What is the most exciting part of your work?
It’s exciting to work with system-level thinkers at the top of their fields who have the knowledge and the mandate to look at big-picture problems and meet them head-on with solutions that progress technology. As someone focused on the implementation side, I can make hardware platforms run and bits toggle all day long, but that work is most rewarding when I know it’s in service of a technologically valuable mission. Partnering with people actively pursuing those types of missions goes a long way in making my own work satisfying, and gives me countless models for how I want to grow my career. My career goals point toward diving deeper into digital systems architecture, and I work with highly experienced engineers doing this kind of work every day.
If you could give advice to someone looking to enter your field, what would you say?

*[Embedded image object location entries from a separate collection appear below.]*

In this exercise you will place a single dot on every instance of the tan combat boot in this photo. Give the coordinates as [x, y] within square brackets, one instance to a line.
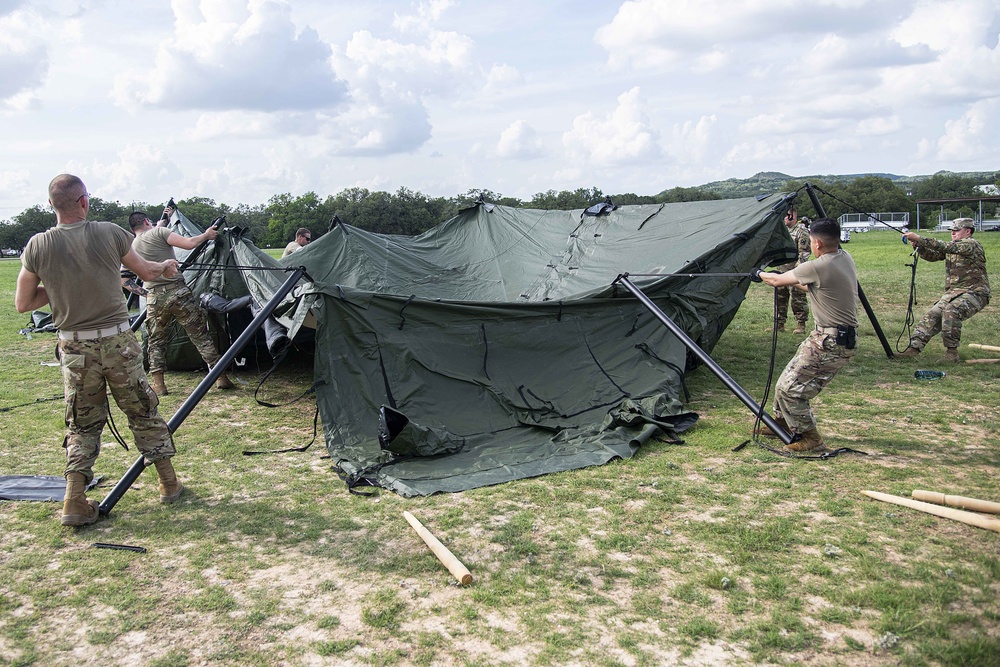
[766, 431]
[159, 386]
[77, 510]
[170, 486]
[810, 441]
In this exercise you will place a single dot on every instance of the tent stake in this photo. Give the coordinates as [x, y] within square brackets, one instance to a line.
[199, 392]
[707, 360]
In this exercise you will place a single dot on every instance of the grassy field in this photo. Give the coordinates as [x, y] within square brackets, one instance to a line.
[687, 554]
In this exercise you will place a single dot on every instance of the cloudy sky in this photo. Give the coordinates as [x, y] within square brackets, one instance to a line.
[237, 100]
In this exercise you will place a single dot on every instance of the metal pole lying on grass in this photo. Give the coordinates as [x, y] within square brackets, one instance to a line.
[706, 359]
[199, 392]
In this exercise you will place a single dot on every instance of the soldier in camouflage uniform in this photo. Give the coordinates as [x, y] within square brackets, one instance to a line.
[832, 282]
[967, 287]
[79, 262]
[171, 298]
[800, 303]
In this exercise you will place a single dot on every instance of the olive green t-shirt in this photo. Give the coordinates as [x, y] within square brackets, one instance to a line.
[152, 246]
[80, 266]
[832, 280]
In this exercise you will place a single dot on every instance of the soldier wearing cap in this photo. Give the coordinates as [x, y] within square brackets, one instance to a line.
[831, 281]
[800, 302]
[171, 299]
[967, 287]
[79, 263]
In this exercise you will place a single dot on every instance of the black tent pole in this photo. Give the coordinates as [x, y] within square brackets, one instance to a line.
[707, 360]
[199, 392]
[861, 293]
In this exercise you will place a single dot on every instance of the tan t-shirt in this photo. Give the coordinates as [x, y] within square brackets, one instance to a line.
[80, 266]
[152, 246]
[833, 288]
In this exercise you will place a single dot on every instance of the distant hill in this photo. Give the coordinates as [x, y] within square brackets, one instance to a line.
[775, 181]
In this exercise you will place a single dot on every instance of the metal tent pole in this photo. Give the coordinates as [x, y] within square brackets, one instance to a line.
[132, 474]
[707, 360]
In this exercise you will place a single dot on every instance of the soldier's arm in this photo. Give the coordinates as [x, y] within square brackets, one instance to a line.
[962, 248]
[30, 293]
[149, 270]
[191, 242]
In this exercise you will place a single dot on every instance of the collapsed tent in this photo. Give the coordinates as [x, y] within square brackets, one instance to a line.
[497, 346]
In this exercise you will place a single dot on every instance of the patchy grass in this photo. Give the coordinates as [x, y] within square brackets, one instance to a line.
[686, 554]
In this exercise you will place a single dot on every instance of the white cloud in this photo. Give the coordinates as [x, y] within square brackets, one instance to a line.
[623, 136]
[139, 172]
[24, 57]
[691, 141]
[519, 141]
[226, 54]
[880, 125]
[971, 137]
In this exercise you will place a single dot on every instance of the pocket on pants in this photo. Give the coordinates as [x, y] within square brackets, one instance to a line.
[74, 360]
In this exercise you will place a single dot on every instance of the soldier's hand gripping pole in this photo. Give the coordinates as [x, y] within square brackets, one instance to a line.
[731, 384]
[132, 474]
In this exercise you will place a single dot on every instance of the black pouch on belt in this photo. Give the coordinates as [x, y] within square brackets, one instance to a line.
[847, 336]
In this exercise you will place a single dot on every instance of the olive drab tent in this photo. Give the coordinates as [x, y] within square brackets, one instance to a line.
[498, 346]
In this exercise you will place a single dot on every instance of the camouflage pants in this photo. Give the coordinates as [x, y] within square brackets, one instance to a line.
[946, 317]
[816, 362]
[799, 299]
[179, 303]
[90, 368]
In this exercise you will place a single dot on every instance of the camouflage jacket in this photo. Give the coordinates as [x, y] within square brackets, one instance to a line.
[964, 264]
[801, 237]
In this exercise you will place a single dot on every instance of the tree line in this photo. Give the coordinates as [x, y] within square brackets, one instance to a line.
[405, 212]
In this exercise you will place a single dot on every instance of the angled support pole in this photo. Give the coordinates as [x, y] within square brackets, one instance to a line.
[818, 205]
[132, 474]
[731, 384]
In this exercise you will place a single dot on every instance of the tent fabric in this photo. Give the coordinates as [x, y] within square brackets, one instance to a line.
[500, 341]
[37, 487]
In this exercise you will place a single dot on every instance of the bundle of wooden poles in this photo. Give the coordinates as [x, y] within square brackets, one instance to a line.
[942, 505]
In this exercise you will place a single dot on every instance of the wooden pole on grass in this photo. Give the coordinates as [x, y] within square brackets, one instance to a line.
[970, 518]
[447, 558]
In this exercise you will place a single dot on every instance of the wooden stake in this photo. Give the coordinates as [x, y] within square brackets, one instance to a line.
[447, 558]
[960, 502]
[970, 518]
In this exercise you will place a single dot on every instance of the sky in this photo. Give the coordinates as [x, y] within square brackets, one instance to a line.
[240, 100]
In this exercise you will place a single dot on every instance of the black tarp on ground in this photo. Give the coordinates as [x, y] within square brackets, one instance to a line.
[500, 333]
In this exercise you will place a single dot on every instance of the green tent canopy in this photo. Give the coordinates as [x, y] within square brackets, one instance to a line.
[497, 346]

Hardware design is an art. It can be creative and fun but also maddeningly nuanced. So be detail-oriented! Nurture a broad knowledge base by asking lots of questions and giving yourself chances to fail intelligently, and then use that knowledge base to know what details are important.
What are your favorite activities/hobbies?
I enjoy creating and playing music, which helped spark my interest in electronics originally. I probably looked at my guitar pickup, amp, and pedalboard, and, realizing I had no idea how any of it worked, I determined an electrical engineering degree would unveil the mysteries. Interestingly, my music making, much like the trend in digital systems more generally, has increasingly incorporated software since then.
I’m also an avid climber. Climbing requires a different type of creativity and thinking from music and engineering, and this hobby helps give those parts of my brain a break. When the season is right, I can be found at one of the many excellent crags we’re lucky to have within a two-hour drive of the greater Boston area. Say hi if you see me!